Mr. Bercow: I am listening intently. Given that approximately 79 per cent. of the cost of a packet of 20 cigarettes goes directly to Treasury coffers, will my hon. Friend--before moving to the next stage of his argument--take us through, as it were, what he presumably sees as the green light that this policy gives smugglers?
Dr. Fox: That will be the next stage of my argument. If my hon. Friend is patient, we shall get there.
In considering whether a ban would work, we should consider two groups in particular.
Mr. Barron: Will the hon. Gentleman give way?
Dr. Fox: I shall give way in a moment. I know that the hon. Gentleman has a long track record on this issue.

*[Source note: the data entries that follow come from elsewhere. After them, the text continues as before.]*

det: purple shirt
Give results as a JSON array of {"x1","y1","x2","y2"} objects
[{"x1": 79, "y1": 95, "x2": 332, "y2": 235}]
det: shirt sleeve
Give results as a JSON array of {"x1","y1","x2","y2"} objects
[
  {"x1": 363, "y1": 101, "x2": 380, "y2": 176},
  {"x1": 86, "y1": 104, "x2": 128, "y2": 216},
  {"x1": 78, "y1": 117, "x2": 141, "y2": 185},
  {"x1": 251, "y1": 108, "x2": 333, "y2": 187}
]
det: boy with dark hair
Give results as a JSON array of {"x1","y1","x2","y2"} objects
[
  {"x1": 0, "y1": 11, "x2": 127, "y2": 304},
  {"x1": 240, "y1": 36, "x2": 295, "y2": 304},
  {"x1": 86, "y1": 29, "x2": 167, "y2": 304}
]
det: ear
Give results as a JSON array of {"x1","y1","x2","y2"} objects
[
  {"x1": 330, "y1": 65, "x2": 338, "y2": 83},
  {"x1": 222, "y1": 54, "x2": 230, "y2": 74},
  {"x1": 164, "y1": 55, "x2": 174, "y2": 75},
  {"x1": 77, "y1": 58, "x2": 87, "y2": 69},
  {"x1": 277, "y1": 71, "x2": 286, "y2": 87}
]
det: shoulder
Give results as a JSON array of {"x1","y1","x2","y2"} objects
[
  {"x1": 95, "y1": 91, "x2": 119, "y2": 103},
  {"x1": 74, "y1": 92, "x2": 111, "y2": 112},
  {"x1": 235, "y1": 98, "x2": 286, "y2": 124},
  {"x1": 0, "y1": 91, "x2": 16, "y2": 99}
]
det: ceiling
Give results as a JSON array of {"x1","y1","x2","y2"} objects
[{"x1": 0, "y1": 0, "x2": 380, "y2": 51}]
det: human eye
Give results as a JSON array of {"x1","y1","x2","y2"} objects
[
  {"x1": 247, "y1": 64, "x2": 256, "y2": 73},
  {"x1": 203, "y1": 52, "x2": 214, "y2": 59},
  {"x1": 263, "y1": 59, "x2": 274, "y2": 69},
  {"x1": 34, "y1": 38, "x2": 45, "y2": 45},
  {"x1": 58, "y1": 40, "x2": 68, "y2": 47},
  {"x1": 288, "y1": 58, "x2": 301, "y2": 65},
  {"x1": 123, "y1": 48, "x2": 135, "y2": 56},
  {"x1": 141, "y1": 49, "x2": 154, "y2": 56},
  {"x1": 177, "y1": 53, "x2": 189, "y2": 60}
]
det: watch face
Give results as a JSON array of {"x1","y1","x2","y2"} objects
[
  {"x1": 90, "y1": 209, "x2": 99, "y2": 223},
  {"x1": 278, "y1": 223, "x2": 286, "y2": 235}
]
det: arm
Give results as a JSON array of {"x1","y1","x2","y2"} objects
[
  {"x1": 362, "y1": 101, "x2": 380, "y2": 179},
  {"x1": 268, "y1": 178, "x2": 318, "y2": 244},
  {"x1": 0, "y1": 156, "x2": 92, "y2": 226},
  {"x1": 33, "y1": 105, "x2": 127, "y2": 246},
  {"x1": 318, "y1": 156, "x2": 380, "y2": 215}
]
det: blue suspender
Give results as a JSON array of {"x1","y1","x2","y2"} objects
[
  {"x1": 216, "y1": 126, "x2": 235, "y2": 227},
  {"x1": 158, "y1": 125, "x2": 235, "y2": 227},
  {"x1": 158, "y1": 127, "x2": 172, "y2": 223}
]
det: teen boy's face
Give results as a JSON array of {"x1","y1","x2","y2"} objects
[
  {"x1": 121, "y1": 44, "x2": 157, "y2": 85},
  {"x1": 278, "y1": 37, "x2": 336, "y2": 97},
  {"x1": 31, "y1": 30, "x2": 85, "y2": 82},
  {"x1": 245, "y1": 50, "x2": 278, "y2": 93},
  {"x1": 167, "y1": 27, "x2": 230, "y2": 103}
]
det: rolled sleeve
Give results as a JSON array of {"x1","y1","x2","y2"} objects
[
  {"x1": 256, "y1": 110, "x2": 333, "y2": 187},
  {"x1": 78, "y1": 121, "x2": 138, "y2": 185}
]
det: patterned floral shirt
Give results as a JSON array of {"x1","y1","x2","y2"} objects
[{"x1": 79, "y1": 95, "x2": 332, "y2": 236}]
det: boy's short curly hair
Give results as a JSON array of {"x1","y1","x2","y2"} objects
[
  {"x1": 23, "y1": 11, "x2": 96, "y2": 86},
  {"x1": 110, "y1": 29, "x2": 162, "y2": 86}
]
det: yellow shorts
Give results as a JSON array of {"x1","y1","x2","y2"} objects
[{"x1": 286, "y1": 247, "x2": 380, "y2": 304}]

We need to consider the influence of advertising on smoking among children--which my hon. Friend the Member for Westbury (Mr. Faber) mentioned--and also the increased number of women who now smoke. Those are both adverse trends. Research conducted by the Office of Population Censuses and Surveys in 1998 failed to find any significant influence on the uptake of smoking by children. The characteristics most likely to be found in children who subsequently began to smoke were gender--girls smoked more than boys, and we know now that that is a continuing trend; having brothers and sisters who smoked; having parents who smoked; living with a single parent; not intending to stay in full-time education after six years; and having relatively fewer negative views about smoking.
The question of why girls are increasing their level of smoking is perplexing. There is evidence to suggest that a wrongly assumed effect on weight is one factor. I suggest that the image of waif-like supermodels having a smoke is far more likely to affect consumption in that key and vulnerable group than any brand advertising.